Dynamic Delivery vs Dynamic Content

The ways we receive content are often lagging behind content capabilities.

The ways we receive content are often lagging behind content capabilities.

Dynamic content is a staple of modern marketing and customized web experiences. Our ability to manage content in a CCMS at ever higher levels of granularity is matched only by the increasing sophistication of our tools for building and tagging content. Add to these increased automation and computer learning, and it’s clear that content delivery is ready for another round of innovation.

Delivery bottlenecks
With componentized data modules and advanced CCMS enabling fast, smart content configuration on demand, the possibilities related to the creation of personalized content are virtually endless. What is not endless are the ways users encounter content. Websites, social media, ads, emails and newsletters: We can customize content on demand and deliver on these platforms, but we are still running into problems when it comes to controlling delivery on a granular level and avoiding pile-ups related to speed and performance.

“How can we optimize delivery of dynamic content?”

We’ve been here before. In 2001, Greg Parker, CEO and president of SpiderCache, prophesied to ComputerWorld, “There is huge growth occurring in dynamic content. People are moving away from static ties [sic] to dynamic content-driven sites, and that exposes the bottleneck [dynamic content] causes….  [Traditional caches] can’t handle the performance required for the speed of delivery of dynamic content.”

His company sought to address this problem for web sites by building a more dynamic page-caching capability, which was good for the time but does not fully address content delivery in the era of apps and messages. So the question is: How can we optimize delivery of dynamic content?

Going where the users are
Optimizing delivery requires identifying where users are interacting with content. Innovative content delivery ideas in 2001 are ready for retirement since apps are common platform where content is being delivered. Apps provide the opportunity for real-time feedback to content delivery engines, so algorithms can take advantage of that feedback to send content with more intelligently than is possible when sending content to a website. And that may be changing soon. Some industry experts caution that the app marketplace may soon collapse given the dominance of platforms like Facebook, so there may be limited utility in investing the time into building out an innovative delivery infrastructure for mobile apps.

So where can content delivery be optimized? Newsletters and emails still remain a vibrant and engaging delivery method. With audience segmentation rules allowing a CCMS to build tailored content, more granular and specific content delivery could come from turning attention to the modules of a newsletter: inserting a customized event calendar based on user location, promoting specific products and services based on individual user engagement metrics and so on. Rather than separating a newsletter delivery into broader “campaigns,” a CCMS can manage user profiles and build a unique product on demand.
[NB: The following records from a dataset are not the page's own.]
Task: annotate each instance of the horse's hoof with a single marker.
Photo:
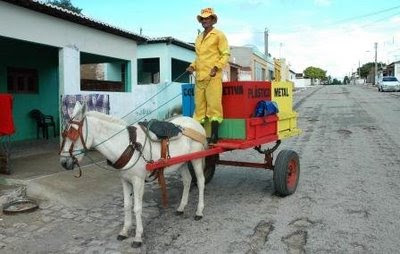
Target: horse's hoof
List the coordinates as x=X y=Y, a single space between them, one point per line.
x=136 y=244
x=121 y=237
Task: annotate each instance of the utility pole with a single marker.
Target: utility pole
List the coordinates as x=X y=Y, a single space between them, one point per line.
x=376 y=64
x=266 y=42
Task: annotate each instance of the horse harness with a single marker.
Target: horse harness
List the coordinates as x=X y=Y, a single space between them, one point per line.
x=130 y=149
x=73 y=134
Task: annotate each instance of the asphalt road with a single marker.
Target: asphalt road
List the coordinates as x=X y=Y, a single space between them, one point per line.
x=347 y=200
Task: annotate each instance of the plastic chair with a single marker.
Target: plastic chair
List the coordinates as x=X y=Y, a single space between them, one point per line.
x=43 y=122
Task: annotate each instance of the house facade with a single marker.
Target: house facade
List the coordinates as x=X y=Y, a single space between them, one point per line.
x=255 y=65
x=48 y=53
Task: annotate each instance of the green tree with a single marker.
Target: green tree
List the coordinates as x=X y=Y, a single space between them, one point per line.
x=66 y=4
x=336 y=82
x=314 y=73
x=366 y=68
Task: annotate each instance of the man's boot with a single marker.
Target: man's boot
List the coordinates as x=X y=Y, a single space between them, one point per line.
x=214 y=132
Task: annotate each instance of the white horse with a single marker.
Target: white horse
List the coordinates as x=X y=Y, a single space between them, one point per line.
x=110 y=137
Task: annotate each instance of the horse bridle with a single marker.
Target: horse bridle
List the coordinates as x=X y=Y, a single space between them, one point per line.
x=73 y=134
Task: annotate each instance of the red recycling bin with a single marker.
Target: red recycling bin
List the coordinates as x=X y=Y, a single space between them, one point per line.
x=239 y=98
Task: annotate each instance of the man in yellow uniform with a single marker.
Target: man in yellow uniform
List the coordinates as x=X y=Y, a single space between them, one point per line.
x=212 y=54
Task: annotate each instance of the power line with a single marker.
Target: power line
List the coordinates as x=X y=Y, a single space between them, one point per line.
x=366 y=15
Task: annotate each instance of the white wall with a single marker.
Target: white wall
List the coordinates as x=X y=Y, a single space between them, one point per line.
x=397 y=70
x=24 y=24
x=28 y=25
x=298 y=83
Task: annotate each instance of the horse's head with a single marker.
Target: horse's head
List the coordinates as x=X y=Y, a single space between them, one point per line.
x=74 y=143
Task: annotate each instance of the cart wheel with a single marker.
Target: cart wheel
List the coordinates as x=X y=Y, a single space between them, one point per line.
x=209 y=169
x=286 y=172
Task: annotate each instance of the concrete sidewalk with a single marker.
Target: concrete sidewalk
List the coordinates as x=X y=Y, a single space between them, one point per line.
x=36 y=173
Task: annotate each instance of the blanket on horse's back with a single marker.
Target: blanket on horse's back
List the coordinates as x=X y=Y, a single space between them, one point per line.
x=163 y=130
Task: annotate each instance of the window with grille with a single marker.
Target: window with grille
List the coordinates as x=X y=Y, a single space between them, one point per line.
x=22 y=80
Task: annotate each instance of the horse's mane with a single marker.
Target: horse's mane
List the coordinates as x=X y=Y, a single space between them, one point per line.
x=107 y=118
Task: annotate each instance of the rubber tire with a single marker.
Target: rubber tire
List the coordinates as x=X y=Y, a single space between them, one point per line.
x=286 y=161
x=209 y=169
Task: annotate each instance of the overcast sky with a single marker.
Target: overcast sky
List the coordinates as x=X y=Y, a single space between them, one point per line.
x=334 y=35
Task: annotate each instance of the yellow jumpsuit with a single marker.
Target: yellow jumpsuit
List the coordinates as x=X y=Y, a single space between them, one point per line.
x=211 y=51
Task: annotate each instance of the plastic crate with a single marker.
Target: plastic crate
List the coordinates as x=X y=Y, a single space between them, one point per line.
x=239 y=98
x=188 y=99
x=249 y=128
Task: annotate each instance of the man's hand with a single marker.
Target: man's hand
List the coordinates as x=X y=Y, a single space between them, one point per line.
x=213 y=71
x=190 y=69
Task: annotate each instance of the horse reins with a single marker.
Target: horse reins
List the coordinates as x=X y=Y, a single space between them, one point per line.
x=73 y=134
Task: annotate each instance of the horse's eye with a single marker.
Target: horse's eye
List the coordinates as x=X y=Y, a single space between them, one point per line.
x=73 y=134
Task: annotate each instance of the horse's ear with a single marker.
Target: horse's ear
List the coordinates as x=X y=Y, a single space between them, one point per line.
x=84 y=109
x=77 y=113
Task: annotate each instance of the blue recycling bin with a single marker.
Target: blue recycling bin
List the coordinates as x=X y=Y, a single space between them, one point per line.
x=188 y=99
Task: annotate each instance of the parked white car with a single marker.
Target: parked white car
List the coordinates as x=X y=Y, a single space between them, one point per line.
x=388 y=84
“Forms essentially act as a type of content.”

Optimizing forms
Forms, where users voluntarily submit data, are one of the most invaluable assets for content managers. While behavioral and engagement data can inform an algorithm, as well as show and potentially predict patterns, forms offer a direct pipeline of data that can be integrated straight into a CCMS.

The relationship of forms to content and delivery is more than symbiotic. Forms essentially act as a type of content. They can be optimized and made dynamic based on user behavior.For instance, if your profile shows that a particular shopper on an e-commerce platform has a high bounce ratio, you can deliver a simplified form that asks only for the most vital information. A user who returns again and again to a platform and spends a significant amount of time on certain sites can be paired with a form that focuses on data related to his or her browsing patterns. By being able to gather specific, in-depth data from users, the ability to glean even more granular insights about content grows. This in turn fosters CCMS sophistication, enabling pinpointed, dynamic delivery.